El hacendado observó su comida, que consistía en un pedazo de pan con un trozo de carne de cerdo, y dijo:
–Y tú, pobre, ¿das gracias a Dios por tan escasa comida? Yo estaría descontento si no tuviera más que eso.
–¿De veras, señor?, respondió el anciano con asombro. Quizás usted no sabe qué hace más agradable y endulza todo lo que Dios me da. Siento en mi corazón la presencia de mi Salvador. ¿Me permite contarle el sueño que tuve anoche?
–Por supuesto, Juan, cuéntamelo.
–Pues bien, comenzó el viejo Juan. Anoche cuando me dormí, pensaba en la felicidad del cielo, en las mansiones preparadas para los que aman verdaderamente al Señor. De repente me sentí transportado a las mismas puertas del cielo. Estaban abiertas de par en par, de manera que pude ver dentro de la santa ciudad. ¡Oh!, señor, ninguna palabra podría describir la gloria y hermosura que vi. Por cierto, solo fue un sueño, pero hay una cosa especial que quisiera contarle.
El patrón se mostró inquieto, como si quisiera irse; pero sin hacerle caso, Juan prosiguió diciendo:
–También oí una voz que dijo: Esta misma noche morirá el hombre más rico del vecindario. Después, una música dulcísima, un verdadero coro de alabanzas llegó a mis oídos. En ese momento me desperté. Patrón, tan claras fueron esas palabras, que no he podido olvidarlas en todo el día. Me sentía en la obligación de contárselas, pues pueden ser un aviso.
El hacendado se puso pálido, pero trató de ocultar el temor que le sobrevino.
–¡Tonterías!, exclamó. Tú puedes creer en los sueños, pero yo no. Adiós.
Se alejó a todo galope, mientras el viejo Juan, fijando la vista en él, hizo la siguiente oración a Dios:
–Oh Señor, ten misericordia de su alma, si es que debe morir tan pronto.
Cuando regresó a su casa, el patrón entregó el caballo a un criado. Luego se acostó en el sofá, pues se sentía muy cansado.
–¡Qué locura dejar que las tonterías de un viejo ignorante me perturben! ¡El hombre más rico del vecindario! Tengo buena salud. Por lo menos esta mañana me sentía perfectamente bien. Ahora sí me duele la cabeza, y siento que mi corazón no funciona del todo bien.
Más tarde llegó el médico.

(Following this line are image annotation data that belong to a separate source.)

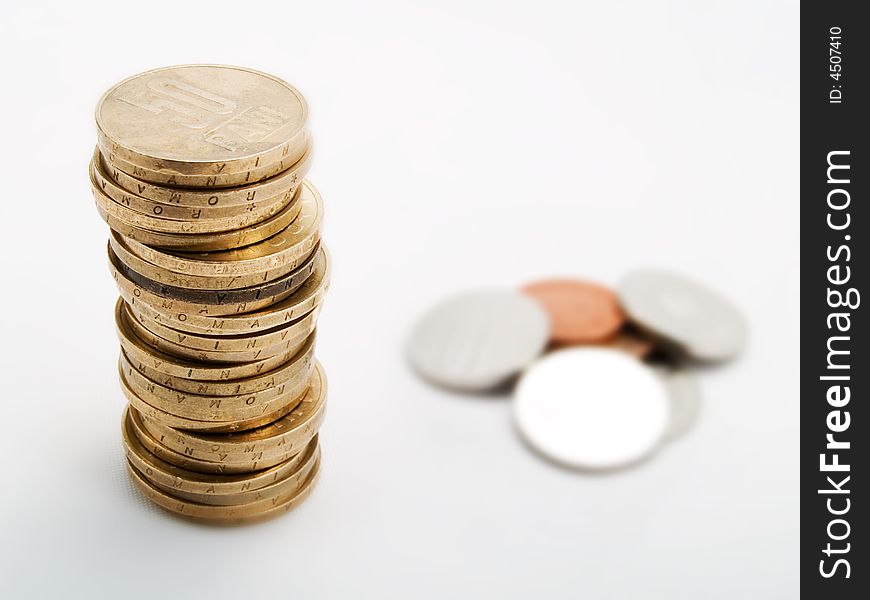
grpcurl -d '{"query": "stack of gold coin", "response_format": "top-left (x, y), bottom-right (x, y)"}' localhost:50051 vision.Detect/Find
top-left (90, 65), bottom-right (329, 522)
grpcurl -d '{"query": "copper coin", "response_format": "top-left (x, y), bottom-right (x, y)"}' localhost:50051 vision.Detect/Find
top-left (522, 279), bottom-right (625, 345)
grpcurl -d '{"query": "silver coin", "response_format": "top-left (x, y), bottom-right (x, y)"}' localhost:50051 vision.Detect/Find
top-left (407, 291), bottom-right (550, 391)
top-left (514, 347), bottom-right (671, 470)
top-left (619, 269), bottom-right (748, 361)
top-left (657, 367), bottom-right (701, 441)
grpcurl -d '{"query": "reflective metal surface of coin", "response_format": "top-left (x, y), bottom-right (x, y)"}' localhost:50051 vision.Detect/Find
top-left (407, 291), bottom-right (550, 391)
top-left (619, 269), bottom-right (748, 361)
top-left (514, 348), bottom-right (671, 470)
top-left (96, 65), bottom-right (308, 178)
top-left (522, 279), bottom-right (625, 345)
top-left (121, 181), bottom-right (323, 277)
top-left (658, 367), bottom-right (701, 441)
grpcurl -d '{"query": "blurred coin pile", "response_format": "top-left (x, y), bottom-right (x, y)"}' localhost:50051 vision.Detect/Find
top-left (90, 65), bottom-right (329, 522)
top-left (408, 269), bottom-right (747, 470)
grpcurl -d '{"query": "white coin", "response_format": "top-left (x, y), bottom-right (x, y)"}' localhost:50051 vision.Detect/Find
top-left (408, 291), bottom-right (550, 391)
top-left (658, 368), bottom-right (701, 441)
top-left (514, 348), bottom-right (671, 469)
top-left (619, 269), bottom-right (747, 361)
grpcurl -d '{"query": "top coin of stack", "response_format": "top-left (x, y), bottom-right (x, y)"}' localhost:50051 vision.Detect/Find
top-left (90, 65), bottom-right (329, 521)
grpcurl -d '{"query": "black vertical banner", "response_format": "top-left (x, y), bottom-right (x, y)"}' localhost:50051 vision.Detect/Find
top-left (800, 0), bottom-right (870, 600)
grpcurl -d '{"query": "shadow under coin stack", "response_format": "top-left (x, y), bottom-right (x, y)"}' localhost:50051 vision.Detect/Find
top-left (90, 65), bottom-right (329, 522)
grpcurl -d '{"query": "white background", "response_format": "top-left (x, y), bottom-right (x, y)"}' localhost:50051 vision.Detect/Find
top-left (0, 0), bottom-right (799, 599)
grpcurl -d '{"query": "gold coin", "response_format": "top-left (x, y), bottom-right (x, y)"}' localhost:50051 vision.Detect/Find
top-left (91, 182), bottom-right (302, 252)
top-left (123, 309), bottom-right (307, 363)
top-left (119, 360), bottom-right (317, 433)
top-left (121, 406), bottom-right (317, 495)
top-left (127, 450), bottom-right (320, 524)
top-left (96, 65), bottom-right (308, 178)
top-left (107, 244), bottom-right (317, 305)
top-left (109, 261), bottom-right (307, 317)
top-left (90, 152), bottom-right (296, 227)
top-left (115, 248), bottom-right (329, 335)
top-left (122, 180), bottom-right (323, 276)
top-left (109, 229), bottom-right (310, 290)
top-left (121, 333), bottom-right (316, 396)
top-left (109, 229), bottom-right (310, 291)
top-left (145, 446), bottom-right (320, 506)
top-left (97, 141), bottom-right (311, 190)
top-left (143, 365), bottom-right (327, 463)
top-left (127, 302), bottom-right (320, 352)
top-left (97, 146), bottom-right (311, 209)
top-left (118, 353), bottom-right (313, 421)
top-left (130, 407), bottom-right (308, 475)
top-left (115, 302), bottom-right (305, 381)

El hacendado intentó explicarle lo que sentía, pero el médico no encontró la razón de este malestar. Durante varias horas trató de tranquilizarlo. Cerca de las diez de la noche el doctor se disponía a irse cuando, de repente, tocaron a la puerta de la casa, y todos se asustaron.
–¿Quién viene a estas horas?, preguntó el patrón. Estaba tan nervioso que se asustaba por todo. Un hombre entró y dijo:
–Lamento molestarlo, señor; solo vine a decirle que el viejo Juan murió de repente esta noche. Por favor, ¿podría usted ocuparse del funeral?
Así, el sueño del viejo Juan se hizo realidad. Pero el más rico del vecindario no era el dueño de grandes y fértiles campos, sino su humilde empleado, quien vivía en una cabaña y daba gracias a Dios cada día por su comida tan sencilla. ¡Su alma, redimida por la sangre del Cordero de Dios, había dejado el cuerpo para entrar por las puertas del cielo!
Hermanos míos amados, oíd: ¿No ha elegido Dios a los pobres de este mundo, para que sean ricos en fe y herederos del reino que ha prometido a los que le aman?